The sex edit was applied in 3 state cancer registries: Alabama, Alaska, and Florida. Alabama applied the edit to their entire database for 1996-2004 (N = 190,614) and compared the results to external databases available to most cancer registries. Alaska applied the edit to their entire database (N = 46,645) and were able to compare the results to 2 unique, state-based databases (Alaska Permanent Fund Dividend database and State Troopers database). Florida applied the sex edit to a sample of sites (n = 953,074) with particular attention to breast cancer. RESULTS for breast cases were compared to results from an a priori quality control project on Florida male breast cancer cases. Using the Florida data, issues specific to male breast cancer were evaluated.
In Alabama, 45 percent of 977 cases flagged as potentially miscoded sex were determined to be miscodes. In Alaska, 19 percent of 88 cases flagged as potentially miscoded sex were determined to be miscodes but the percent of miscoded cases identified by the edit more than doubled in the most recent years of data. For the Florida male breast cancer comparison, the sex edit correctly identified 729 of 903 cases known to be miscoded (81 percent) and was unable to assign a potential sex on the remaining 174 cases-but did not incorrectly flag any cases as miscodes.
The sex edit is a useful tool for identifying cases that require further review to confirm the reported sex code is correct. However, it only assesses 69 percent to 84 percent of cases based on name and, of those flagged, only 19 percent to 45 percent are true misclassifications. But for breast cancer, a site with a skewed male to female ratio, the verified misclassification rate was 100 percent of the male breast cancer cases flagged as potential females. The proper application of the sex edit can improve the quality of the sex variable and can greatly reduce the impact of miscoded sex on gender-skewed sites like male breast cancer.
对部位-性别组合进行记录内编辑是识别癌症登记数据中性别编码错误的标准工具。然而,特定性别的癌症,如子宫颈癌,所占比例较低(占所有浸润性病例的20%)。通过目视审查和追溯来提高性别编码质量需要耗费大量人力,通常仅作为针对部分数据子集的特殊项目来开展。纽约州癌症登记处(NYSCR)创建了一种用于识别癌症登记数据中潜在性别错误分类的编辑方法,并已通过北美中央癌症登记协会(NAACCR)提供其组成部分以供使用。该编辑方法基于出生年代使用最常见的男性和女性名字来识别可能编码错误的病例。本文总结了在中央癌症登记层面独立开展的3次对性别编辑的评估,并重点关注乳腺癌的性别错误分类情况。

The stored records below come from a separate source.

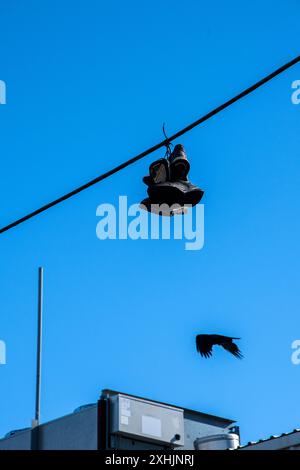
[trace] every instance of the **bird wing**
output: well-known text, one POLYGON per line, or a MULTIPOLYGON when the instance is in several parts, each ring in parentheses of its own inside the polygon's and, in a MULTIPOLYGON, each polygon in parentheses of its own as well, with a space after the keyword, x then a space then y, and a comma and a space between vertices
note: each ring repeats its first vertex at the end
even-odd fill
POLYGON ((196 336, 196 348, 197 351, 204 357, 210 357, 212 355, 213 342, 211 335, 197 335, 196 336))
POLYGON ((233 354, 238 359, 243 358, 243 355, 242 355, 240 349, 238 348, 238 346, 235 343, 232 342, 231 338, 230 338, 229 341, 224 341, 223 343, 221 343, 221 346, 223 346, 223 348, 226 349, 226 351, 229 351, 231 354, 233 354))

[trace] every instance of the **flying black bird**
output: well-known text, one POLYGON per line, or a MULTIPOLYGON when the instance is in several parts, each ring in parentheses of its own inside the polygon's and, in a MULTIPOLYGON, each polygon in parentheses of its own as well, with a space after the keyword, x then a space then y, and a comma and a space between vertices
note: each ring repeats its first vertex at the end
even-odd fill
POLYGON ((237 345, 233 343, 233 339, 241 338, 231 338, 230 336, 222 335, 197 335, 196 336, 196 348, 197 351, 204 357, 212 356, 212 348, 215 344, 223 346, 226 351, 229 351, 238 359, 242 359, 243 355, 237 345))

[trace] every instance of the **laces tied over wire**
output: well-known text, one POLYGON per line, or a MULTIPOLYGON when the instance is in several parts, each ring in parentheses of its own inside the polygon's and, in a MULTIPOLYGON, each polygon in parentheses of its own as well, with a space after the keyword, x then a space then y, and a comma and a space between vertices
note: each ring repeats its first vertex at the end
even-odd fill
POLYGON ((166 138, 166 143, 165 143, 166 153, 165 153, 164 158, 166 158, 167 160, 169 160, 170 155, 171 155, 171 153, 172 153, 173 144, 171 143, 169 137, 168 137, 167 134, 166 134, 165 123, 163 123, 163 128, 162 128, 162 130, 163 130, 163 134, 164 134, 164 136, 165 136, 165 138, 166 138))

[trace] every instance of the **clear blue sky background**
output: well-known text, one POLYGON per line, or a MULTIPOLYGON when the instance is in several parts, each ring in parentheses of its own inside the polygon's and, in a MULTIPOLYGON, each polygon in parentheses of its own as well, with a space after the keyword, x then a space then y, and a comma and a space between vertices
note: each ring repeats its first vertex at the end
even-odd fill
MULTIPOLYGON (((299 54, 296 0, 2 0, 0 222, 161 140, 299 54)), ((242 441, 300 427, 300 66, 180 140, 206 191, 205 247, 100 241, 96 207, 145 195, 152 157, 1 235, 0 435, 34 412, 45 267, 42 419, 112 388, 236 419, 242 441), (241 336, 243 361, 195 352, 241 336)))

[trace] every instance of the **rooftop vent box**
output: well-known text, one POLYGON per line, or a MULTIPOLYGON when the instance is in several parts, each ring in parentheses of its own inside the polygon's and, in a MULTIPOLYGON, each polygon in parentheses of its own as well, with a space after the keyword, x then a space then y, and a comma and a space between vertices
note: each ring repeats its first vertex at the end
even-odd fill
POLYGON ((110 397, 112 433, 173 447, 184 445, 183 410, 130 397, 110 397))

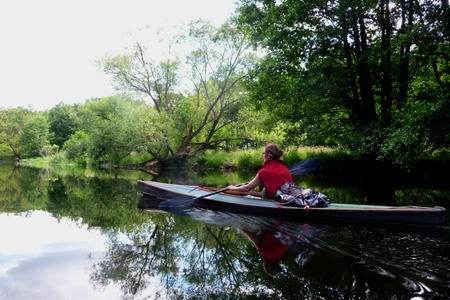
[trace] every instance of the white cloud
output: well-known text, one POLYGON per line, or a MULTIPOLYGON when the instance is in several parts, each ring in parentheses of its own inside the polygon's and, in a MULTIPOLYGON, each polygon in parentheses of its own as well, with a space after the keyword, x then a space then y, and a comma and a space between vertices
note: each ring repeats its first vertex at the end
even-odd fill
POLYGON ((83 103, 113 93, 95 60, 130 33, 203 18, 223 23, 235 0, 23 0, 0 4, 0 107, 83 103))

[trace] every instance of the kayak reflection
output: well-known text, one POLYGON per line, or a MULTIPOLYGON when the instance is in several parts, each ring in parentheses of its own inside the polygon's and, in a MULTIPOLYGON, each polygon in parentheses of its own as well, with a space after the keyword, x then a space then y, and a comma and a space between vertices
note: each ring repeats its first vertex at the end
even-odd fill
MULTIPOLYGON (((146 201, 146 199, 148 198, 143 197, 138 207, 146 210, 156 209, 154 200, 146 201)), ((289 249, 297 252, 299 264, 304 264, 305 258, 308 257, 305 255, 307 251, 305 251, 304 245, 301 244, 302 238, 305 238, 309 231, 307 224, 200 208, 171 209, 170 213, 227 229, 237 229, 253 243, 262 259, 264 271, 272 277, 277 276, 283 270, 281 263, 289 249)))

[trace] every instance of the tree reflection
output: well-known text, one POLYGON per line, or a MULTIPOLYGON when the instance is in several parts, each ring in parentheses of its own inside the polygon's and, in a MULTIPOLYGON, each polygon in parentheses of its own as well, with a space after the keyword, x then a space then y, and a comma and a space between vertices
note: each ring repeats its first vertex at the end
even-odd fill
MULTIPOLYGON (((220 218, 219 214, 214 222, 165 216, 164 220, 158 218, 150 235, 143 229, 139 237, 128 241, 111 239, 104 259, 93 264, 91 283, 119 285, 123 298, 237 299, 273 293, 266 282, 271 277, 261 268, 266 258, 259 256, 252 238, 280 238, 274 224, 230 215, 220 218)), ((289 241, 276 264, 295 240, 294 233, 286 236, 289 241)))

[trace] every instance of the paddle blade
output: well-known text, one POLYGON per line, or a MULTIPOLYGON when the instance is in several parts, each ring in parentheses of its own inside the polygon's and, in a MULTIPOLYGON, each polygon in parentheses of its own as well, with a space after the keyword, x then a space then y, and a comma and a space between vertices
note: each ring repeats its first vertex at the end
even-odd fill
POLYGON ((188 196, 181 196, 176 197, 172 199, 168 199, 166 201, 163 201, 159 204, 159 208, 161 209, 185 209, 189 208, 192 203, 195 202, 195 200, 199 199, 198 197, 188 197, 188 196))
POLYGON ((320 160, 317 157, 303 160, 289 168, 292 175, 309 174, 317 170, 320 166, 320 160))

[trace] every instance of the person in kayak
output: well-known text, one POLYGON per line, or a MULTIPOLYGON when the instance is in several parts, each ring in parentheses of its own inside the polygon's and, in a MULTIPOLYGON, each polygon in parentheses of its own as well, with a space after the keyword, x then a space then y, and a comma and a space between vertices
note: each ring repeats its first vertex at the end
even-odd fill
POLYGON ((228 186, 229 190, 249 192, 259 186, 264 187, 263 198, 273 198, 283 184, 293 181, 286 163, 280 159, 283 150, 278 145, 268 144, 262 154, 264 157, 263 167, 258 171, 255 178, 244 185, 230 185, 228 186))

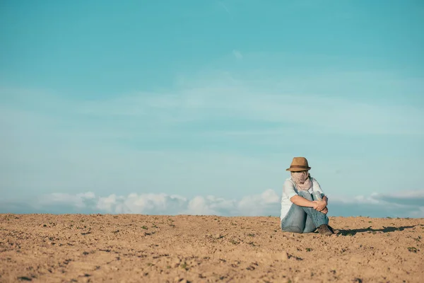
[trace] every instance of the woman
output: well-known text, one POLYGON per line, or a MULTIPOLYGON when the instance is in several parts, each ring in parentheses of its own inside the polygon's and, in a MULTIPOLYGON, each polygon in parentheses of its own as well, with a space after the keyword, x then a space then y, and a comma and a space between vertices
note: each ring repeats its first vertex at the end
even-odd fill
POLYGON ((324 235, 333 234, 326 216, 328 198, 319 184, 309 174, 311 168, 305 157, 295 157, 285 180, 281 199, 281 230, 312 233, 318 229, 324 235))

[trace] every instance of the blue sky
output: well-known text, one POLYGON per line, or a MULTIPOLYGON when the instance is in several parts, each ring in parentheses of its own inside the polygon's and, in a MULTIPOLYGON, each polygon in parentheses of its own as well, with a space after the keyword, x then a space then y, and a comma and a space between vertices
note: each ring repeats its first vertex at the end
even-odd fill
POLYGON ((1 212, 278 215, 304 156, 330 214, 423 216, 423 24, 419 1, 3 1, 1 212))

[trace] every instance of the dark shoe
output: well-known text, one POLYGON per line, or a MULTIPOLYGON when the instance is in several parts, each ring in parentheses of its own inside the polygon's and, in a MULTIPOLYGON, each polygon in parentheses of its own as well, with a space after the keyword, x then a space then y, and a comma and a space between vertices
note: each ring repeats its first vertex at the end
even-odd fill
POLYGON ((318 233, 322 235, 330 236, 333 235, 333 232, 329 229, 328 225, 322 224, 318 227, 318 233))
POLYGON ((330 229, 330 231, 331 231, 331 232, 333 232, 333 233, 338 234, 338 232, 340 232, 338 230, 337 230, 337 229, 334 229, 333 227, 331 227, 331 226, 329 226, 329 225, 328 225, 328 226, 329 226, 329 229, 330 229))

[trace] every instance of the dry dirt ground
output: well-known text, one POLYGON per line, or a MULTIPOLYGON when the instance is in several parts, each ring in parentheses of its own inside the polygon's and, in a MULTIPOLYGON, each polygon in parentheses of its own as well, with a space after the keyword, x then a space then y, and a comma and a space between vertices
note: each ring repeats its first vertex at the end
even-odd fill
POLYGON ((424 219, 0 214, 0 282, 424 282, 424 219))

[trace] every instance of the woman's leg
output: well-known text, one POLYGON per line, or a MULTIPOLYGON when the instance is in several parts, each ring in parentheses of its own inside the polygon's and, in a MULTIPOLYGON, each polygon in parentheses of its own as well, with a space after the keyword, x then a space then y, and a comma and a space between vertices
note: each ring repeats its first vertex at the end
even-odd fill
MULTIPOLYGON (((307 191, 299 191, 298 194, 308 200, 313 201, 314 198, 312 195, 307 191)), ((317 210, 314 209, 312 207, 300 207, 306 212, 307 214, 307 219, 305 219, 305 226, 303 233, 310 233, 315 231, 315 229, 322 224, 328 225, 329 218, 327 216, 317 210)))
POLYGON ((301 207, 293 204, 285 217, 281 220, 281 230, 285 232, 303 233, 307 216, 301 207))

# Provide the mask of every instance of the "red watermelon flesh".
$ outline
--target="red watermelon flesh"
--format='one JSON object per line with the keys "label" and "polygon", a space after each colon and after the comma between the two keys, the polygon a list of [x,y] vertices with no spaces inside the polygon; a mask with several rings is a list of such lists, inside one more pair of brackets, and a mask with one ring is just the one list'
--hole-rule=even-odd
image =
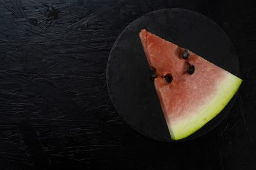
{"label": "red watermelon flesh", "polygon": [[214,118],[240,86],[242,80],[190,51],[183,59],[184,49],[145,29],[139,37],[149,67],[156,72],[155,86],[174,140],[188,136]]}

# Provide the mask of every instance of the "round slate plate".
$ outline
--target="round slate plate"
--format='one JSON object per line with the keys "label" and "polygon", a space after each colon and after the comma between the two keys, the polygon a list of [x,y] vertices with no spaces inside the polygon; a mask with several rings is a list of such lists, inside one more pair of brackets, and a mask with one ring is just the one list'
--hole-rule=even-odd
{"label": "round slate plate", "polygon": [[[239,72],[237,57],[220,27],[206,17],[185,9],[165,9],[148,13],[131,23],[118,37],[107,67],[108,91],[117,111],[140,134],[156,140],[173,141],[154,83],[149,79],[152,72],[139,37],[144,28],[188,48],[236,76]],[[235,98],[199,130],[179,141],[199,137],[213,129],[228,114]]]}

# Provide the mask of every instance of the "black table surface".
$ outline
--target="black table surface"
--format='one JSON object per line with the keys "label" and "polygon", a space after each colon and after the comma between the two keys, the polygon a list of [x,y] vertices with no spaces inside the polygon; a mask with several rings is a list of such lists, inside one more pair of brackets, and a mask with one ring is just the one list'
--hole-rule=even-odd
{"label": "black table surface", "polygon": [[[135,131],[106,87],[120,33],[166,8],[221,27],[244,80],[227,118],[183,142]],[[0,0],[0,170],[256,170],[256,8],[255,0]]]}

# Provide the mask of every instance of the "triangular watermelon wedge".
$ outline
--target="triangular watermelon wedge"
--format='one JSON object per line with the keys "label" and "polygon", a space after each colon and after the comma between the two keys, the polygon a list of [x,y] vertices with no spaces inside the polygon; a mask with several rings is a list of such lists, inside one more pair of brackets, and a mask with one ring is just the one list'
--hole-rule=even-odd
{"label": "triangular watermelon wedge", "polygon": [[180,139],[216,116],[242,80],[192,51],[152,34],[139,33],[171,136]]}

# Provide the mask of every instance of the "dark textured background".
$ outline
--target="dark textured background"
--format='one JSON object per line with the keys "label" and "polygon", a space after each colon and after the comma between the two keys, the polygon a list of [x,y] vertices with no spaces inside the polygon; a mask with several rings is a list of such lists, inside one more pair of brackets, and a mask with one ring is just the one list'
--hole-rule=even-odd
{"label": "dark textured background", "polygon": [[[170,7],[222,28],[244,80],[217,128],[175,143],[127,125],[105,75],[122,30]],[[255,0],[0,0],[0,170],[256,169],[256,8]]]}

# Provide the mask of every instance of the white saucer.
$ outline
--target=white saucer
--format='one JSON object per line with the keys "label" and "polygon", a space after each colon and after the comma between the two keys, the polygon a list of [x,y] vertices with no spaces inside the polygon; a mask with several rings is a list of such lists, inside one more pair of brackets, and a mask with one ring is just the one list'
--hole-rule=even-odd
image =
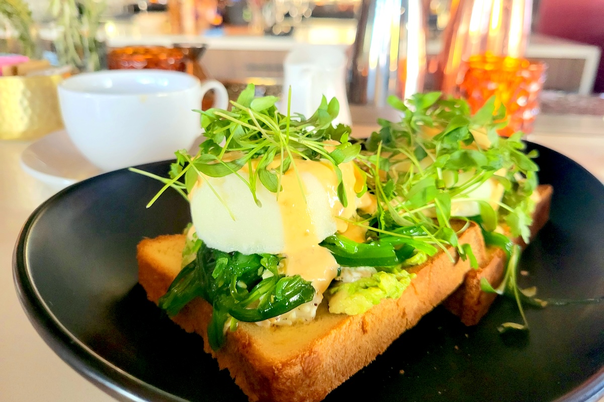
{"label": "white saucer", "polygon": [[64,130],[31,144],[21,154],[21,163],[28,174],[60,188],[103,172],[82,155]]}

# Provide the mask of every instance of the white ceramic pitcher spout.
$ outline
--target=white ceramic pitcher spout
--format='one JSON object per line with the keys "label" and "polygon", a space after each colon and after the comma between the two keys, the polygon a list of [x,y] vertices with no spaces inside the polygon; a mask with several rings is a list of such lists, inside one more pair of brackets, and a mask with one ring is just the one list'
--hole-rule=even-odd
{"label": "white ceramic pitcher spout", "polygon": [[329,102],[335,98],[339,113],[333,124],[350,125],[352,119],[346,97],[347,57],[342,46],[303,45],[294,49],[283,64],[283,95],[279,109],[287,111],[288,93],[291,87],[290,111],[310,117],[324,95]]}

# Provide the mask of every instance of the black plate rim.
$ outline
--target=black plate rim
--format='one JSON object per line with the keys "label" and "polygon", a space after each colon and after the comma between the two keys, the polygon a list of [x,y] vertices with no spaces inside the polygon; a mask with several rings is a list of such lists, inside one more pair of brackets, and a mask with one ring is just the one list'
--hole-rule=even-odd
{"label": "black plate rim", "polygon": [[[153,162],[139,166],[165,163]],[[169,401],[188,402],[122,370],[84,345],[67,330],[53,313],[41,297],[33,281],[30,267],[25,262],[27,245],[32,227],[57,199],[91,181],[104,180],[120,171],[109,172],[83,180],[58,192],[44,201],[31,213],[24,224],[13,254],[13,276],[17,295],[30,322],[59,357],[79,374],[109,395],[124,401]]]}
{"label": "black plate rim", "polygon": [[[548,149],[558,157],[576,164],[585,174],[593,177],[586,169],[565,155],[539,144],[526,142],[536,145],[537,148]],[[153,162],[137,168],[144,169],[167,162]],[[60,323],[41,298],[30,275],[30,268],[25,263],[26,245],[31,229],[45,210],[57,199],[77,191],[80,186],[91,181],[104,180],[127,169],[103,174],[72,184],[50,197],[34,210],[24,224],[14,249],[13,274],[17,295],[30,322],[53,351],[76,372],[108,394],[120,400],[189,402],[122,370],[82,344]],[[597,402],[602,397],[604,397],[604,366],[581,385],[553,402]]]}

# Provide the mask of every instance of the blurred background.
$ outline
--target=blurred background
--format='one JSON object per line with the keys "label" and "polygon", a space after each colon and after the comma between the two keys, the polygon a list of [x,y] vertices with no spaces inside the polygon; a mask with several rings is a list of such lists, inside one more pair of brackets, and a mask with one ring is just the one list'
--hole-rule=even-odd
{"label": "blurred background", "polygon": [[[51,40],[53,19],[56,22],[51,10],[53,2],[27,1],[39,27],[39,37]],[[547,63],[544,89],[580,95],[604,92],[604,65],[600,63],[604,23],[599,20],[604,15],[604,1],[534,0],[527,4],[532,18],[525,57]],[[178,42],[203,43],[208,51],[202,64],[213,78],[231,86],[255,81],[270,89],[280,86],[283,61],[296,43],[352,45],[361,2],[84,0],[79,4],[80,11],[86,7],[100,10],[100,36],[108,49],[135,45],[172,46]],[[425,87],[429,89],[435,87],[431,73],[436,68],[435,57],[442,50],[451,1],[424,0],[423,5],[427,54]],[[3,38],[0,52],[11,50],[7,40],[10,42],[11,31],[14,29],[0,19]],[[553,107],[556,98],[551,94],[545,96],[543,108]],[[588,105],[575,107],[579,110]]]}

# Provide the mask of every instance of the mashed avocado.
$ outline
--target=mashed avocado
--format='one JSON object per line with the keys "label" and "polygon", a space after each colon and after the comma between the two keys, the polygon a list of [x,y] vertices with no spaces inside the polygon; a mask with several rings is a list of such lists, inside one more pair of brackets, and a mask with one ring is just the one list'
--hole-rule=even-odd
{"label": "mashed avocado", "polygon": [[415,274],[400,270],[394,273],[379,271],[354,282],[339,283],[330,290],[329,312],[361,314],[382,299],[400,297]]}

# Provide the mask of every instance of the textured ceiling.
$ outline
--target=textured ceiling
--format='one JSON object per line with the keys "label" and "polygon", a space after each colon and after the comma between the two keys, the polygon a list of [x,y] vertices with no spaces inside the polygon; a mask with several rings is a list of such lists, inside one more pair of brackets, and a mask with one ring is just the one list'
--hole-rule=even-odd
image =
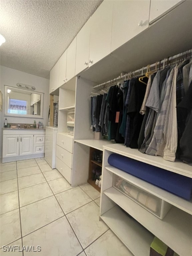
{"label": "textured ceiling", "polygon": [[103,0],[0,0],[1,65],[49,78]]}

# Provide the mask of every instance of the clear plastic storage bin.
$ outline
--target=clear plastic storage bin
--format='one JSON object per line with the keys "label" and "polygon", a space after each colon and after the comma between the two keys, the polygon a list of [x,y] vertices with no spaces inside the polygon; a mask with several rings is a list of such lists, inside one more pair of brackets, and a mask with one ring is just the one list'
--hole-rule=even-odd
{"label": "clear plastic storage bin", "polygon": [[74,134],[74,123],[67,123],[67,133],[71,135]]}
{"label": "clear plastic storage bin", "polygon": [[67,122],[75,122],[75,109],[67,110]]}
{"label": "clear plastic storage bin", "polygon": [[172,206],[115,174],[113,187],[161,219],[164,218]]}

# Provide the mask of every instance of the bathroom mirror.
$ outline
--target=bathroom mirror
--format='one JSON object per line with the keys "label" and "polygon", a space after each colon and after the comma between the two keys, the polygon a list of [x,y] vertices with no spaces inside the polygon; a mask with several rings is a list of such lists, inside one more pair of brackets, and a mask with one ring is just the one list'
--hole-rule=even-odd
{"label": "bathroom mirror", "polygon": [[43,93],[5,86],[5,115],[43,117]]}

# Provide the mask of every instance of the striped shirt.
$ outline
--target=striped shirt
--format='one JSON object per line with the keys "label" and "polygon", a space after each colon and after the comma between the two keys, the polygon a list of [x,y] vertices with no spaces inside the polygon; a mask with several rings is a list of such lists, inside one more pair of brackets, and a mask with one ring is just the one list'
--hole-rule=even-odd
{"label": "striped shirt", "polygon": [[177,65],[170,93],[170,100],[167,106],[163,132],[166,144],[163,152],[163,159],[172,162],[175,160],[177,146],[177,124],[176,111],[176,83],[178,73]]}

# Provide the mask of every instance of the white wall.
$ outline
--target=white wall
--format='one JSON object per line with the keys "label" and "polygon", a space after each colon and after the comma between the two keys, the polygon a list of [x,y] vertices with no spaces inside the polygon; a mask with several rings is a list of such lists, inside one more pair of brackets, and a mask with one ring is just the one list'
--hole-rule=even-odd
{"label": "white wall", "polygon": [[20,83],[30,85],[34,86],[36,90],[33,92],[39,92],[44,93],[43,98],[43,118],[29,117],[7,117],[7,122],[18,123],[33,123],[33,120],[35,120],[37,123],[40,121],[42,122],[44,127],[48,125],[48,115],[50,104],[50,96],[49,93],[49,80],[33,75],[25,73],[15,69],[7,68],[3,66],[0,66],[0,89],[1,90],[3,96],[3,111],[0,116],[0,157],[2,156],[3,128],[5,118],[4,115],[4,105],[5,88],[4,85],[17,87],[16,84]]}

性别编辑应用于3个州的癌症登记处:阿拉巴马州、阿拉斯加州和佛罗里达州。阿拉巴马州将该编辑方法应用于其1996 - 2004年的整个数据库(N = 190,614),并将结果与大多数癌症登记处可获取的外部数据库进行比较。阿拉斯加州将该编辑方法应用于其整个数据库(N = 46,645),并能够将结果与2个基于该州的独特数据库(阿拉斯加永久基金股息数据库和州警数据库)进行比较。佛罗里达州将性别编辑应用于部分部位的样本(n = 953,074),特别关注乳腺癌。将乳腺癌病例的结果与佛罗里达州男性乳腺癌病例的一个先验质量控制项目的结果进行比较。利用佛罗里达州的数据,对男性乳腺癌特有的问题进行了评估。
在阿拉巴马州,被标记为潜在性别编码错误的977例病例中,45%被确定为编码错误。在阿拉斯加州,被标记为潜在性别编码错误的88例病例中,19%被确定为编码错误,但在最近几年的数据中,该编辑方法识别出的编码错误病例百分比增加了一倍多。对于佛罗里达州男性乳腺癌的比较,性别编辑正确识别出已知编码错误的903例病例中的729例(81%),对于其余174例病例无法确定潜在性别,但没有将任何病例错误标记为编码错误。
性别编辑是一种有用的工具,可用于识别需要进一步审查以确认报告的性别编码是否正确的病例。然而,它仅根据名字评估69%至84%的病例,在这些被标记的病例中,只有19%至45%是真正的错误分类。但对于乳腺癌这种男性与女性比例失衡的部位,被标记为潜在女性的男性乳腺癌病例的经核实的错误分类率为100%。正确应用性别编辑可以提高性别变量的质量,并能大大减少性别编码错误对像男性乳腺癌这样性别失衡部位的影响。